Colin Goldner: Dalai Lama - Fall eines Gottkönigs
Alibri-Verlag, Aschaffenburg, 1. Auflage, 1999, 39DM
ca. DIN A5, 456 Seiten mit Abbildungen des Dalai Lamas aus verschiedenen Jahrzehnten.
ISBN 3-932710-21-5

Diese zeitlich lineare Biographie über den Dalai Lama wird durch zahlreiche Exkurse zu verschiedenen dabei auftretenden Aspekten ergänzt. Das nahezu ausschließlich positiv wahrgenommene Bild dieses Menschen wird hierin als zumindest trügerisch aufgedeckt. Goldner gibt dem Leser ein wenig Geschichte Tibets an die Hand, zeigt in einem kurzen Überblick die Positionierung des tibetischen Buddismus im Vergleich zu den anderen Ausprägungen dieser Religion und beschreibt einige Riten des “Gelbmützenordens”, dem der Dalai Lama entstammt. Eine dieser Riten ist die Art und Weise, wie der jeweils nächst Dalai Lama ausgewählt wird, womit auch der wesentliche Teil der chronologischen Beschreibung des Lebens des jetztigen 14. Dalai Lamas in früher Kindheit beginnt.
Der buddistische Glaube an die Wiedergeburt ermöglicht es den Machthabern ein beliebiges ihnen genehmes Kind auszuwählen und als neue Inkarnation des letzten Dalai Lama auszugeben. Das geringe Alter ermöglicht eine Indoktrination mit den Lehren, die nach den Beschreibungen Goldners sehr weit von einer aufgeklärten Weltsicht entfernt sind und wenig mit Demokratie, Gleichberechtigung und Gewaltfreiheit zu tun haben.
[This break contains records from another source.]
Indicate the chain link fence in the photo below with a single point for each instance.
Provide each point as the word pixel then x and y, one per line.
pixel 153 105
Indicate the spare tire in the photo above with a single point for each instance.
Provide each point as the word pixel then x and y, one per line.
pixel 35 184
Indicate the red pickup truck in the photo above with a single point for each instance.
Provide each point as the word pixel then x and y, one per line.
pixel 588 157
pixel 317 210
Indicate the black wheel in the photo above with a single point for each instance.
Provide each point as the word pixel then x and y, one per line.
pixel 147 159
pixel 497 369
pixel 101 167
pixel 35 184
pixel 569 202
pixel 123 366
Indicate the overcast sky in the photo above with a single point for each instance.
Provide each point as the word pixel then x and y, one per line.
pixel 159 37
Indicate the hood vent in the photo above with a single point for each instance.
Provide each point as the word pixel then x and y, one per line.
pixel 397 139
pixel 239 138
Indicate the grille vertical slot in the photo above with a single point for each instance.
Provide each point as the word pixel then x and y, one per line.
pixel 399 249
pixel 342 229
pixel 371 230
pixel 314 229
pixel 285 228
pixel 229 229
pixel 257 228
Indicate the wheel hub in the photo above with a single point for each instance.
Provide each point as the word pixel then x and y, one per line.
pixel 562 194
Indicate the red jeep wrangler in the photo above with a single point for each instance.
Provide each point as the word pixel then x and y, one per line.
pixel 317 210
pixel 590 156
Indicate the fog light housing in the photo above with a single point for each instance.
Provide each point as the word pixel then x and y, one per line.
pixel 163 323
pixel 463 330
Das System trägt sich bislang dadurch selber, daß die späteren Mönche bereits im frühen Kindesalter in ein Kloster “gegeben”, dort im Systemsinne erzogen werden und später diese Rolle der Erzieher selber übernehmen. Bedeutsam dabei ist, daß vor der (Re-)Annektierung Tibets durch die Chinesen laut Goldner sehr große Anteile der Bevolkerung in Klöstern lebten und außerhalb derselben kaum Bildung möglich war. Die chinesische Regierung stellt, vermutlich auch aufgrund der Religionsabneigung des Kommunismus, eine breitere Schulbildung zur Verfügung. Diese Maßnahme hat deutlich das Potential dem “Gelbmützenorden” die Grundlage ihrer Machterhaltung zu entziehen und liefert schon alleine deswegen einen Grund, alle, die sich vom zweifelhaften Image des Dalai Lama faszinieren lassen in die Diffamierung der chinesischen Herrschaft in Tibet miteinstimmen zu lassen.
Goldner spricht keineswegs das chinesische Vorgehen in Tibet frei von Menschenrechtsverletzungen und vielen anderen Kritikpunkten, zeigt jedoch vielzahlige gute Begründungen auf, die mehr als zweifeln lassen, ob eine Herrschaft der Lamas besser für die Bevolkerung wäre.
Viele populäre Ansichten über den Dalai Lama und die “Free Tibet”-Szene passen nicht mehr zu den im Lichte der Hintergrundinformationen Goldners sichtbar werdenden Details. Beispielsweise wie es zur Verleihung des Friedensnobelpreises für “seine Heiligkeit” kam oder wie bedenklich aus westlicher Sicht viele Gesichtspunkte der Religionsanschauung sind, die wohlweislich im Westen nicht in aller Fülle verbreitet wird, insbesondere in Bezug auf die Stellung der Frau.

Insgesamt ein interessantes Buch, das glaubhaft macht, daß viele hartnäckige Un- und Halbwahrheiten über den Dalai Lama verbreitet sind. Im Laufe des Buches läßt  sich Goldner jedoch zunehmend zu einem polemischen Stil hinreißen, der dem ansonsten schlüssigen und zielgruppenangemessen populärwissenschaftlich seriösem Vorgehen einige Flecken verleit.